Non si tratta dunque di “staccare biglietti”, come ha sottolineato don Gianandrea Di Donna, delegato per il battistero, anche se poi i biglietti andranno staccati, ma di indicare a tutti coloro che arriveranno nel cuore di questa ‘civitas cristiana’, europei o non europei, cristiani o di altre religioni, credenti o atei e anticlericali, che nel luogo vivo che è il battistero “arde la luce del Verbo del Signore, Gesù Cristo”, raffigurato in tutti i pannelli delle pareti, ma principalmente come “Pantocratore che calamita il nostro sguardo al centro della cupola, allo Zenit rispetto all’acqua del fonte battesimale” dalla quale i catecumeni adulti hanno ripreso a riceve il battesimo dalla Pasqua del 2016 dopo decenni.

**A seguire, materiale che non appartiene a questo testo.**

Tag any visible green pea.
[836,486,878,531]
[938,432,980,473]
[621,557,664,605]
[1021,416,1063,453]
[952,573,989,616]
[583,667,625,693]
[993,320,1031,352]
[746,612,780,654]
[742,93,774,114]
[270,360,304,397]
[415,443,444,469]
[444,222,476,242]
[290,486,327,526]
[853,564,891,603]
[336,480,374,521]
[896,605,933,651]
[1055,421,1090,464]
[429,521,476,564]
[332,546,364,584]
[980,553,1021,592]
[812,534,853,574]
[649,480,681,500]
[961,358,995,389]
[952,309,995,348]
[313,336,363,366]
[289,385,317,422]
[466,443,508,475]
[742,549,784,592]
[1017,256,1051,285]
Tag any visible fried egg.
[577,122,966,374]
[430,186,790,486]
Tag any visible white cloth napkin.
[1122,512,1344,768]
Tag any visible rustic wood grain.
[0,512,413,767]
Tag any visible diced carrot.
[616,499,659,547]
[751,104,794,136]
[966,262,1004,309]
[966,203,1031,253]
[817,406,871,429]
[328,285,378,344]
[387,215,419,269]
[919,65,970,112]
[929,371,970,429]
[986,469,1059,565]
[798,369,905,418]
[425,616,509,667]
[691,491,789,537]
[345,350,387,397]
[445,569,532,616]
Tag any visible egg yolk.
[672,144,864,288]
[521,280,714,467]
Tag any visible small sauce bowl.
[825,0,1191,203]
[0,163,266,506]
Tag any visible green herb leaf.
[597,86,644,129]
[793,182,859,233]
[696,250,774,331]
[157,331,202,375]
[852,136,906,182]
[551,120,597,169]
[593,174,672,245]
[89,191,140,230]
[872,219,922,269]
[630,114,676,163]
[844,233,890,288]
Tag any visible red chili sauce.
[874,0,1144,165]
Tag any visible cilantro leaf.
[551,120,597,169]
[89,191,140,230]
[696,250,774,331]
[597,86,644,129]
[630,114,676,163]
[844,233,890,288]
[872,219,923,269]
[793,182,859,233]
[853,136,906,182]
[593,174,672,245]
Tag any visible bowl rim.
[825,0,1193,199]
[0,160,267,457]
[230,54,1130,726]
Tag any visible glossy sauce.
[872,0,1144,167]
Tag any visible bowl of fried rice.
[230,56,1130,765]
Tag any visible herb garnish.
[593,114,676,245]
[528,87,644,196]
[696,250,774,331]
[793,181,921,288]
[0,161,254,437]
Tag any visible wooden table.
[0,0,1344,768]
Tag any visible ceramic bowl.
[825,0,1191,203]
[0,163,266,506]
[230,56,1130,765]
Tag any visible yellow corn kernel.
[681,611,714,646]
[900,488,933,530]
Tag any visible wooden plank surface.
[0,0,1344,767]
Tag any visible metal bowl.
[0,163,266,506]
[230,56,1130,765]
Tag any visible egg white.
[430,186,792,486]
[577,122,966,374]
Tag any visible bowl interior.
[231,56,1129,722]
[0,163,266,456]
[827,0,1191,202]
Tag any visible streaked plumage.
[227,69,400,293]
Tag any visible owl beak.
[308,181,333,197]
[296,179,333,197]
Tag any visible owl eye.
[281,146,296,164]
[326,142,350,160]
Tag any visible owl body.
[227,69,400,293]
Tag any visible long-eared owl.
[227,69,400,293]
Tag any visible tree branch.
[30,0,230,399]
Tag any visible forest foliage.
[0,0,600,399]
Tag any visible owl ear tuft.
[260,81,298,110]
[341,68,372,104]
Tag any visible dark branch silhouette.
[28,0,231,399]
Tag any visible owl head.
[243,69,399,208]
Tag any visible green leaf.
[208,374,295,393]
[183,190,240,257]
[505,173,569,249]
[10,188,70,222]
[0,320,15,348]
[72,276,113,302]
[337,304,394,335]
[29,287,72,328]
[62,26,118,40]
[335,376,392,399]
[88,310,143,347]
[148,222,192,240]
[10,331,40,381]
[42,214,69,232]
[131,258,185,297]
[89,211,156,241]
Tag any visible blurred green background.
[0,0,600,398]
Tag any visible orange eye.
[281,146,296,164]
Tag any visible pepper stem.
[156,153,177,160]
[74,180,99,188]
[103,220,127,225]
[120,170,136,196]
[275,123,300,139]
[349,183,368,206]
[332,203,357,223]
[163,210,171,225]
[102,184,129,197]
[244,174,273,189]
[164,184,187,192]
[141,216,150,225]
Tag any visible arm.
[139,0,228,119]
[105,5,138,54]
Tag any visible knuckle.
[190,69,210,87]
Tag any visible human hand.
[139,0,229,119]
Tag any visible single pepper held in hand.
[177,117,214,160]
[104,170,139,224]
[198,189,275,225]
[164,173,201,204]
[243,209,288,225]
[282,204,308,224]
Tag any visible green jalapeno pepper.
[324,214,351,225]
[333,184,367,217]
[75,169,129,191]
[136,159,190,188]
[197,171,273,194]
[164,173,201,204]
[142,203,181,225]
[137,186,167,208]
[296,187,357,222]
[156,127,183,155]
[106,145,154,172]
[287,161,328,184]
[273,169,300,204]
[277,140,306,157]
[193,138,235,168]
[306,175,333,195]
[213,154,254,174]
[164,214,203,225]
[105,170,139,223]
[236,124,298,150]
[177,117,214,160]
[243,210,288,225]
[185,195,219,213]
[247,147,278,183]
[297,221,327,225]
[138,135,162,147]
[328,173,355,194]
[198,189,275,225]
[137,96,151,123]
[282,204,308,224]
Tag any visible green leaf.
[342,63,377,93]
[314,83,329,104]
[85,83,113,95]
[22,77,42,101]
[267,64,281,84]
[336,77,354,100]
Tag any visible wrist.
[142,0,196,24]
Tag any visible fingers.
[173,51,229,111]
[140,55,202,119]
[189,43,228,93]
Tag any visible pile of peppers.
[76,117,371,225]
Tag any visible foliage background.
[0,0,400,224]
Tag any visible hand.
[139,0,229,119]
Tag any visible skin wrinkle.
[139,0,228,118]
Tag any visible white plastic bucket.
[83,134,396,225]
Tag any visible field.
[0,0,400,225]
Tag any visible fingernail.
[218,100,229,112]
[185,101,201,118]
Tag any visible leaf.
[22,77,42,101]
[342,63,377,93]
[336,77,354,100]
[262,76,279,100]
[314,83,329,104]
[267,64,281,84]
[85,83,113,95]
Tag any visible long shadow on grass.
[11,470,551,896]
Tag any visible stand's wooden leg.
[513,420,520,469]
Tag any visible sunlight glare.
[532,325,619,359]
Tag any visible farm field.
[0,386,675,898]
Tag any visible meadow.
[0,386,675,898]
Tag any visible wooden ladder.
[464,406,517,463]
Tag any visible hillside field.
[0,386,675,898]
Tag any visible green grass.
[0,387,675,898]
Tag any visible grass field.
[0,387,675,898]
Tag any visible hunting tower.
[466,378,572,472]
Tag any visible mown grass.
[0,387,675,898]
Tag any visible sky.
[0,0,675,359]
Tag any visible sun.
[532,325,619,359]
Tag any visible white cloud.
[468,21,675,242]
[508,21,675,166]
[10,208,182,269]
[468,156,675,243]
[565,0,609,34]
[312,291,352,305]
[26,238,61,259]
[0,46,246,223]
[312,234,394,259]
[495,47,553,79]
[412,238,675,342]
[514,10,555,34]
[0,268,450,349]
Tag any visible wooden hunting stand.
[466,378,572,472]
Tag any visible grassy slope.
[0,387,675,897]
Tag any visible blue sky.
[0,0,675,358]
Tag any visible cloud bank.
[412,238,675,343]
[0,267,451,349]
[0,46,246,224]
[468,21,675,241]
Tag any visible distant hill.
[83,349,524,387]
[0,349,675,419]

“La Chiesa offre al mondo tutto questo, attraverso la tecnica e la tecnologia, perché gli uomini di innamorino di Dio”, ha concluso Di Donna. Il sovrintendente alle Belle arti Fabrizio Magani ha espresso soddisfazione costatando come i restauri non servano solo a conservare le opere, ma anche a generare pensieri e progetti successivi e ha innestato nei presenti la curiosità di conoscere maggiormente l’organizzazione urbana che letta dall’alto è imperniata sul luogo in cui nei secoli si sono susseguite le cattedrali di Padova e di come nel medioevo il Battistero stesse in rapporto con la piazza, in particolare, il suo isolamento rispetto a un duomo più piccolo e cresciuto dopo, un po’ come si vede in tutta l’area adriatico fino a Firenze e Pisa. Il presidente della Fondazione Cariparo Gilberto Muraro ha spiegato chiaramente come valorizzare l’arte significhi anche promuovere la coesione sociale, ragione per cui l’ente è stato fin dall’inizio a fianco della diocesi in questo progetto e per cui lo sarà anche nei prossimi scavi e ampliamenti dell’offerta turistica. Il sindaco Sergio Giordani si è complimentato con il vescovo e con tutte le maestranze, “avete dato un gioiello nuovo a Padova” ricordando come sia fortunata la città “ad avere un numero consistente di persone che se ne prendano cura e siano al lavoro per la sua cura”.

Infine, il vescovo Claudio Cipolla, ispiratore di questo intervento, ha segnalato: “Entrare nel nostro battistero richiede la fatica di guardare verso l’alto, il nostro sguardo è attratto lassù, in un tempo che tendo invece ad attirarci verso il basso, basti pensare alla tragedia della Marmolada, alla pandemia che non sembra ancora finita, alle preoccupazioni economiche e ai riflessi della guerra in Ucraina nei Paesi più poveri. Ebbene, alzare lo sguardo credo sia mettersi accanto a coloro che soffrono di più questa situazione, trovare coraggio perché sappiamo che non tutto si risolve qui nel basso, a livello umano. E questo spinge anche noi cristiani a essere educatori non tanto di competenze ma di spirito, di una ricchezza interiore che rende noi uomini, uomini e donne davvero. Ora abbiamo messo in una nuova luce un tesoro che avevamo da secoli e che forse non avevamo valorizzato abbastanza: rientrando vedremo tutti ancora una volta quanto bello è, da qui l’importanza di mettere il bello al centro dei nostri percorsi educativi”.